Originally published in the Sunday Guardian (Aug 26th) by a Guest Author and was republished by the Energy Chamber

Last Tuesday, Trinidad and Tobago shook with a powerful earthquake, making many of us fear for our lives. Thankfully, despite some material damage, no lives were lost.

This coming Tuesday, T&T’s most totemic company may be heading towards a much more welcome major shakeup. On that day, Petrotrin’s board will be sharing with the Oilfields Workers’ Trade Union leadership its plans for the company’s future.

We need a major shakeup at Petrotrin if we are to have a national oil company at all. After all, Petrotrin is bloated, inefficient, up its neck with debt and without money to invest in new capital projects. It’s unviable as a going concern without radical improvements.

OWTU’s members are planning prayers by the PM’s residence. Prayers, indeed, may be a good idea, but not perhaps for the same reasons as OWTU’s. We must all pray that Petrotrin’s board will put forward difficult but essential reforms. Including much needed reductions in how much it spends on its workforce.

We must also pray that OWTU’s leadership, especially its president, Mr Ancil Roget, will behave in a sober, measured and sensible way, for the sake of its membership and, more importantly, for the sake of the nation.

Disagreement is natural. Good industrial relations include vigorous debate, as long as it is based on a genuine attempt to reach the best possible outcome for all. But good industrial relations also include a sense of realism.

When a trade union sits down with a company’s leadership, it must be aware of how the business is performing and the likely outcome to long term employment if action is not taken. It’s the kneejerk reaction of having tantrums whilst ignoring the real world that left us already without a steel plant. We can’t afford to lose a refinery for the same reason.

We must all face the situation we are in. What was supposed to be a symbol of an independent, proud and successful Trinidad and Tobago, our state-owned oil company became a reflection of everything that’s wrong in our land.

It became an extension of the political world, used as a populist tool for the government of the day. It ignored good management practice for the convenience of avoiding any confrontation with the OWTU, as if doing so would be a betrayal of labour leaders of the past who, effectively, also started the fight for self-rule. Ironically, in reality they betrayed our former labour leaders by making the largest T&T state-owned business a failure and an embarrassment.

On Tuesday, Mr Roget will have a historical and unique moment to side with common sense and the good of the nation (and, by definition, the good of his membership). He can go down in history as the man who helped save a national symbol. More than that, as the man who helped turned a national symbol into a world leader.

Or he can go down in history as the man who sank any chance of us having a viable and thriving national oil company, even if that meant some short term pain for his members.

In Venezuela, fatefully wrong decisions were made about its state-owned oil company, PDVSA, for short-term gains by the Chavez regime. The result: a moribund company, producing considerably less than it used to and with decaying infrastructure beyond salvation.

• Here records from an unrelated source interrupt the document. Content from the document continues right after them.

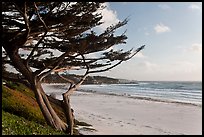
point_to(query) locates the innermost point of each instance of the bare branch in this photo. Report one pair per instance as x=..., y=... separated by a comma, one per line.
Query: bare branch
x=36, y=8
x=102, y=70
x=46, y=30
x=66, y=79
x=87, y=67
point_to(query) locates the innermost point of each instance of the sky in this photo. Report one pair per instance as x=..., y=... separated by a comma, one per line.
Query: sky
x=172, y=33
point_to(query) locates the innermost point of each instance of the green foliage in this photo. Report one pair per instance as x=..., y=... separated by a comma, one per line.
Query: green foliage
x=18, y=103
x=15, y=125
x=21, y=114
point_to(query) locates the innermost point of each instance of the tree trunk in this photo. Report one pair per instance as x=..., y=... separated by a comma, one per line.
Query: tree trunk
x=68, y=113
x=48, y=112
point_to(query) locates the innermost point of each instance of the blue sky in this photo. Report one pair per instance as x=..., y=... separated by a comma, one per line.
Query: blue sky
x=172, y=33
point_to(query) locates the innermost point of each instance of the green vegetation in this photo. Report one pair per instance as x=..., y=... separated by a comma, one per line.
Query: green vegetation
x=21, y=114
x=16, y=125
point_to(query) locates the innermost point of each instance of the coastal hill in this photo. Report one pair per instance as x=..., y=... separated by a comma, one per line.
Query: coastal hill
x=53, y=78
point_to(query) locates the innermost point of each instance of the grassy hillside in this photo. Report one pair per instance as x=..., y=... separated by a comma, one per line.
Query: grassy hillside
x=21, y=114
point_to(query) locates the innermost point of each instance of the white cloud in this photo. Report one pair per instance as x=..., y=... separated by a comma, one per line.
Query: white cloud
x=109, y=17
x=195, y=47
x=164, y=6
x=140, y=55
x=194, y=7
x=161, y=28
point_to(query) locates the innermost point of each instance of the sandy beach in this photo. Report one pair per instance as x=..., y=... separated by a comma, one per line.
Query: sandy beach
x=120, y=115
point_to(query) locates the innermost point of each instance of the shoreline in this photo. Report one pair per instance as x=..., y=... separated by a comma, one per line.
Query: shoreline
x=122, y=115
x=142, y=98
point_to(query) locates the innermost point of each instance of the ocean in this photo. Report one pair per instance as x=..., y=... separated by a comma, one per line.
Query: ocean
x=183, y=92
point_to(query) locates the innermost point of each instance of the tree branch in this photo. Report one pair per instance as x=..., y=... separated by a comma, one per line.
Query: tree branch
x=102, y=70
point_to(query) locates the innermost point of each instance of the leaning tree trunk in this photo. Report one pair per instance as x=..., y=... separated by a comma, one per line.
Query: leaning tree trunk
x=47, y=110
x=68, y=113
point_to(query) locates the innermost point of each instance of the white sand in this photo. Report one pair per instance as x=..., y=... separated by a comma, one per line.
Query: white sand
x=118, y=115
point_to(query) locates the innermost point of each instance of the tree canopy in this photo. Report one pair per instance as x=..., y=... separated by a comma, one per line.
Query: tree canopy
x=43, y=37
x=39, y=30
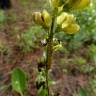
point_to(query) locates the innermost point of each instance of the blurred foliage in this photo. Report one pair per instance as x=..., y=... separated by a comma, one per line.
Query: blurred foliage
x=30, y=38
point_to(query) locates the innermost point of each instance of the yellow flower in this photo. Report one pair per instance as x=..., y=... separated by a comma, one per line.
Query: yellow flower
x=71, y=28
x=37, y=17
x=66, y=19
x=46, y=18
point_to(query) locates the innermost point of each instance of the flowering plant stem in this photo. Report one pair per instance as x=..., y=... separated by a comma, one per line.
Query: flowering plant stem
x=50, y=50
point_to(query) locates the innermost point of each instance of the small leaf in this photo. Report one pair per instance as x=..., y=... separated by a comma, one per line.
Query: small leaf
x=18, y=80
x=82, y=92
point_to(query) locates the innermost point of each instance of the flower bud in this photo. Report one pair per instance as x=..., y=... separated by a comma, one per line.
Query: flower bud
x=66, y=19
x=81, y=4
x=78, y=4
x=56, y=3
x=46, y=18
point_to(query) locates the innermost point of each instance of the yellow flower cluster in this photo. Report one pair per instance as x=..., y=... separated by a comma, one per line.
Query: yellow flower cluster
x=67, y=22
x=42, y=18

In neighbouring Colombia, state-owned Ecopetrol is run as a proper company, and it is bringing more and more profit to the government through efficient management. In the second quarter of this year alone, it generated USD 1.17 billion in net profit, and announced plans to invest between USD 3.5 and 4 billion to increase its production.

Here, Petrotrin has been struggling to cover its costs and doesn’t have the money to make new capital investments. Between PDVSA and Ecopetrol, we pray Mr Roget – like us – will choose the Ecopetrol path. 

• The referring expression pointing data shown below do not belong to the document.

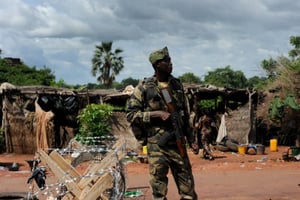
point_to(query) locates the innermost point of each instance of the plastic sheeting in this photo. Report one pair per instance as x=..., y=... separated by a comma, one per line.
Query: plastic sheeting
x=222, y=130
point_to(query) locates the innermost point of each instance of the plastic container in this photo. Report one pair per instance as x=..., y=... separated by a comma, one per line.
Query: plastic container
x=260, y=149
x=295, y=150
x=242, y=149
x=145, y=150
x=273, y=145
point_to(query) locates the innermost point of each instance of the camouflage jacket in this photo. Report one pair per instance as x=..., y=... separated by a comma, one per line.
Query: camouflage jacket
x=147, y=97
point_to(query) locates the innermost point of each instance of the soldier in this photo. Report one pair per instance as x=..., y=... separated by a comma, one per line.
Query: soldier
x=148, y=107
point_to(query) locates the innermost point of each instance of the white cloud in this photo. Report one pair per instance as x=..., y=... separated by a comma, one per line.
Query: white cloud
x=201, y=34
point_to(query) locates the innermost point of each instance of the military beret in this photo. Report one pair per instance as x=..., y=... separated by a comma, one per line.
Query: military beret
x=158, y=55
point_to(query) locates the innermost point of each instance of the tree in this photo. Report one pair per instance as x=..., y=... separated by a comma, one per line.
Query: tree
x=295, y=41
x=226, y=77
x=270, y=66
x=257, y=82
x=126, y=82
x=106, y=63
x=189, y=78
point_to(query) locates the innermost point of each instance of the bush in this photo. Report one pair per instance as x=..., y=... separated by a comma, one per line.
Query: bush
x=94, y=120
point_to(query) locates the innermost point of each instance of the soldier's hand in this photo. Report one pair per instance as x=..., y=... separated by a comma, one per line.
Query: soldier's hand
x=195, y=148
x=161, y=114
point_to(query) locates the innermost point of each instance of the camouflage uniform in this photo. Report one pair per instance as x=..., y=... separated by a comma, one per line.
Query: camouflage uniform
x=147, y=97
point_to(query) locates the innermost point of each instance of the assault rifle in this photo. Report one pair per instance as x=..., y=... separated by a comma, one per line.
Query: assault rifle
x=176, y=121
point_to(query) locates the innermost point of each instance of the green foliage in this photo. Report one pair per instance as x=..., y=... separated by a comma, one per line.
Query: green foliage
x=189, y=78
x=126, y=82
x=270, y=66
x=257, y=82
x=2, y=141
x=226, y=77
x=107, y=63
x=94, y=120
x=209, y=104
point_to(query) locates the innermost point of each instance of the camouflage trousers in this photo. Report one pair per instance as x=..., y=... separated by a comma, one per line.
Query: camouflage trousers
x=161, y=159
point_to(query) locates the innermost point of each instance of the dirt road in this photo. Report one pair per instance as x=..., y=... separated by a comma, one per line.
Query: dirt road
x=229, y=177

The odds, though, are not good. As news emerged of the meeting called by Petrotrin for Tuesday, rumours started swirling around Trinidad and Tobago of lock outs, army intervention and other absurdities.

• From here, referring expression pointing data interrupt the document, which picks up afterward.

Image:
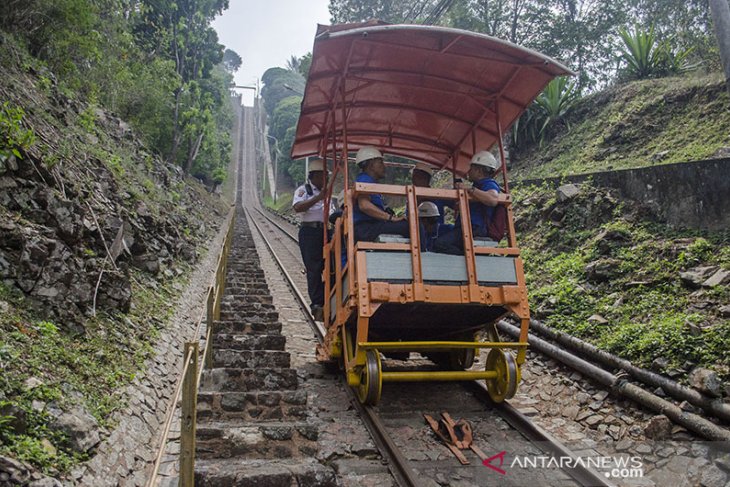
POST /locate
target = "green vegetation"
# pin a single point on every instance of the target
(593, 259)
(157, 64)
(14, 137)
(633, 125)
(65, 370)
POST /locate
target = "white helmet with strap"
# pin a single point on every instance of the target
(422, 166)
(366, 153)
(316, 165)
(486, 159)
(428, 209)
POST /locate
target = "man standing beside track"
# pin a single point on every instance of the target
(309, 201)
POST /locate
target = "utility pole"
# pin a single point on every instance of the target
(721, 18)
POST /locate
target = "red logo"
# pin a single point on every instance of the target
(488, 462)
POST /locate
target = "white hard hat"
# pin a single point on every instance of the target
(427, 209)
(422, 166)
(366, 153)
(486, 159)
(316, 165)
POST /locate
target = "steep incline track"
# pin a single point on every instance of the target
(416, 457)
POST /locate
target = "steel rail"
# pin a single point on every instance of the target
(398, 465)
(534, 433)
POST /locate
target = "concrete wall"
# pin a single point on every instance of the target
(687, 194)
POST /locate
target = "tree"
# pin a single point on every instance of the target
(721, 18)
(275, 81)
(181, 29)
(231, 60)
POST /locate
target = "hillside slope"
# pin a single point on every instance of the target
(98, 236)
(633, 125)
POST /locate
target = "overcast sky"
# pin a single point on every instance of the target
(266, 33)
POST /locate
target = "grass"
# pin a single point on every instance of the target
(634, 125)
(651, 314)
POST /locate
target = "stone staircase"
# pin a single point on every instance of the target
(252, 419)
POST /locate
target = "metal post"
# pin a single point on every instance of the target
(209, 324)
(188, 417)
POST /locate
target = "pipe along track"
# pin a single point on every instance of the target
(399, 465)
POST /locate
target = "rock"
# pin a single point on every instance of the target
(624, 445)
(725, 311)
(567, 192)
(696, 276)
(18, 422)
(602, 270)
(717, 279)
(597, 319)
(80, 427)
(707, 381)
(16, 472)
(45, 482)
(658, 428)
(659, 364)
(712, 476)
(32, 382)
(723, 462)
(594, 419)
(607, 239)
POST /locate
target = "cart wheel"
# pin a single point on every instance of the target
(504, 385)
(461, 359)
(492, 333)
(371, 380)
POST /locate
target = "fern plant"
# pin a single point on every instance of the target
(558, 98)
(647, 57)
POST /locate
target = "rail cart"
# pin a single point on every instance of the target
(436, 95)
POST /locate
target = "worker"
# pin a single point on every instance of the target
(485, 195)
(421, 176)
(428, 216)
(370, 215)
(309, 203)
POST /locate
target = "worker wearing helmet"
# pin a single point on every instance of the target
(421, 175)
(309, 203)
(370, 215)
(485, 195)
(428, 216)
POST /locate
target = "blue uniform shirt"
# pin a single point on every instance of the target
(481, 213)
(376, 199)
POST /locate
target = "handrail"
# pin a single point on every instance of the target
(186, 385)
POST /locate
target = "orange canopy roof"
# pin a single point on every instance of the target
(422, 92)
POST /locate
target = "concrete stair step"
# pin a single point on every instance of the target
(250, 341)
(224, 379)
(245, 326)
(275, 439)
(252, 315)
(253, 406)
(263, 473)
(251, 359)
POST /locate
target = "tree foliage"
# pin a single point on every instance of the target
(231, 60)
(154, 62)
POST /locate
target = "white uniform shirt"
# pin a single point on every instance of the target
(315, 212)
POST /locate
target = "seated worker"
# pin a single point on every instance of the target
(309, 202)
(370, 215)
(428, 215)
(485, 195)
(421, 176)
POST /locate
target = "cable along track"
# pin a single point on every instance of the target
(414, 456)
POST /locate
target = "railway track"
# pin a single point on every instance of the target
(413, 455)
(377, 425)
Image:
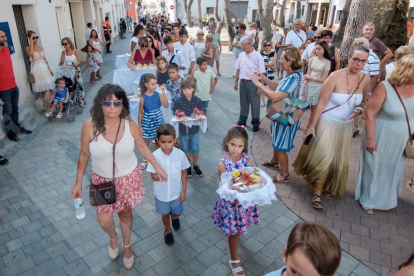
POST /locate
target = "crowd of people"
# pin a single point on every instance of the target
(301, 64)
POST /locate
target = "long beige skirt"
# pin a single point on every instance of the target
(324, 162)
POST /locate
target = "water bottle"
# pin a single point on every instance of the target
(80, 210)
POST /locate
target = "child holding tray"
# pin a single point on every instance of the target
(232, 217)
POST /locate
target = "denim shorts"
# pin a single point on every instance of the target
(163, 208)
(190, 142)
(205, 104)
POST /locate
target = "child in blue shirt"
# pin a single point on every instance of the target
(59, 97)
(189, 136)
(312, 249)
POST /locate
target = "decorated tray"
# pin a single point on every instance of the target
(249, 186)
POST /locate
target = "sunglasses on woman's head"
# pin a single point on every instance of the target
(108, 103)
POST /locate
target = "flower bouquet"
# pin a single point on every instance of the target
(197, 114)
(245, 181)
(180, 115)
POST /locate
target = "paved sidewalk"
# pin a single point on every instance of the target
(382, 241)
(40, 234)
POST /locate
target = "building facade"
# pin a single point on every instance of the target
(52, 20)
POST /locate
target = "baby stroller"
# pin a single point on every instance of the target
(73, 80)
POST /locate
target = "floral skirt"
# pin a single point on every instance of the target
(232, 218)
(43, 78)
(129, 191)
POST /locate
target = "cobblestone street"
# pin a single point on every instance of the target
(40, 234)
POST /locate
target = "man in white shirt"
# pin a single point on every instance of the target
(173, 55)
(169, 195)
(187, 50)
(88, 32)
(296, 37)
(306, 53)
(248, 63)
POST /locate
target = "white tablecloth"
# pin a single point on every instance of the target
(126, 78)
(189, 122)
(134, 110)
(121, 61)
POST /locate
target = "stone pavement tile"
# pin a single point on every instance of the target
(217, 269)
(37, 246)
(51, 266)
(13, 257)
(32, 237)
(351, 238)
(18, 267)
(273, 250)
(390, 249)
(14, 244)
(57, 249)
(41, 257)
(193, 267)
(359, 252)
(210, 256)
(73, 255)
(186, 254)
(211, 237)
(76, 268)
(168, 265)
(380, 258)
(348, 264)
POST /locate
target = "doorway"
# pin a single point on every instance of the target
(21, 30)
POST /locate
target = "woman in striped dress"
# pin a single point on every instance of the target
(150, 115)
(283, 136)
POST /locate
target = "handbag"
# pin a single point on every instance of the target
(288, 110)
(104, 194)
(30, 76)
(348, 98)
(409, 148)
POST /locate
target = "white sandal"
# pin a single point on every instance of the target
(113, 253)
(410, 185)
(128, 263)
(236, 270)
(143, 164)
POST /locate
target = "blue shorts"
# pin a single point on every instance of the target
(190, 143)
(163, 208)
(205, 104)
(58, 100)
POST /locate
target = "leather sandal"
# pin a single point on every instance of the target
(410, 185)
(128, 262)
(286, 178)
(238, 271)
(271, 165)
(316, 201)
(113, 253)
(327, 194)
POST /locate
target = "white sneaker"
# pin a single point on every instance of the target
(128, 263)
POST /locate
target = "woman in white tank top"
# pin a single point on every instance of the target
(69, 60)
(96, 44)
(324, 162)
(110, 112)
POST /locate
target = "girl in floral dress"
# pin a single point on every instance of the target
(231, 217)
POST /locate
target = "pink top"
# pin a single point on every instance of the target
(249, 63)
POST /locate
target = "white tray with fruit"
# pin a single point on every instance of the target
(250, 186)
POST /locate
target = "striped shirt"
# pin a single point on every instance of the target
(372, 66)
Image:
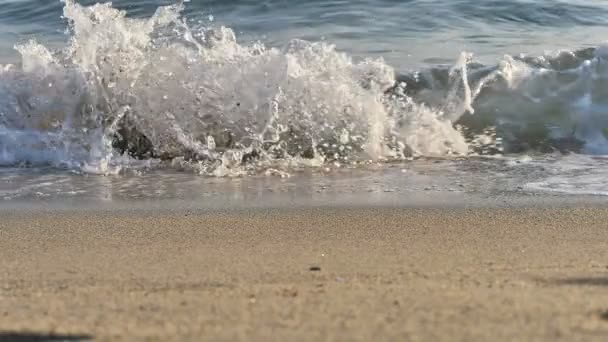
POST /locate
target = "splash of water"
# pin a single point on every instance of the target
(158, 89)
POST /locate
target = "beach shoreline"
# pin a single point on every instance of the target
(456, 274)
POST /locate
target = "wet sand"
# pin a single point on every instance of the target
(306, 274)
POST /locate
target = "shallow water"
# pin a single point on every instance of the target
(142, 98)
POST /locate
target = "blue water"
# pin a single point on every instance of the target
(408, 34)
(101, 104)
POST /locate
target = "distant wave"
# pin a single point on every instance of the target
(127, 89)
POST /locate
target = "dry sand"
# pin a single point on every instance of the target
(307, 274)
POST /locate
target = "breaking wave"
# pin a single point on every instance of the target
(128, 93)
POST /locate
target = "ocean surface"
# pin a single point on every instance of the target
(144, 99)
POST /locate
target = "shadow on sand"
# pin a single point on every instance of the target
(35, 337)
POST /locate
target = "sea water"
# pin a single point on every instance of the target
(143, 96)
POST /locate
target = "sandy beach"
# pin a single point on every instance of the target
(305, 274)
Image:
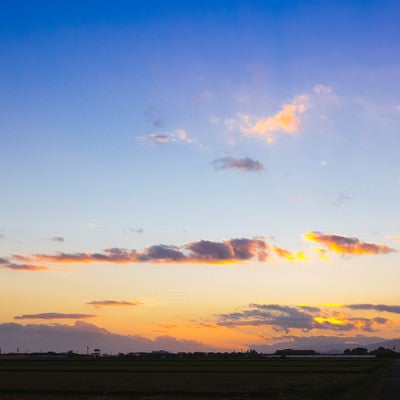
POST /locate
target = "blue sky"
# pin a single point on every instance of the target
(133, 124)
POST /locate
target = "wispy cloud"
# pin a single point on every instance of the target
(395, 238)
(162, 138)
(203, 251)
(112, 303)
(229, 251)
(243, 164)
(305, 318)
(61, 337)
(53, 315)
(284, 317)
(375, 307)
(6, 263)
(286, 120)
(347, 245)
(290, 256)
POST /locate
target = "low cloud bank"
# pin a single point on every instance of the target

We sincerely hope - and pray - that no one linked to the union is directly or indirectly linked to these rumours designed to destabilise the country and generate further damage to our already difficult situation. That’d would have been well below the belt.

Let’s pray, then. And, if you are of no religious disposition, let’s hope that Mr Roget will pause and listen carefully to Petrotrin’s plans. And offer truly helpful suggestions, aimed at making Petrotrin the best this land can offer. We live in hope.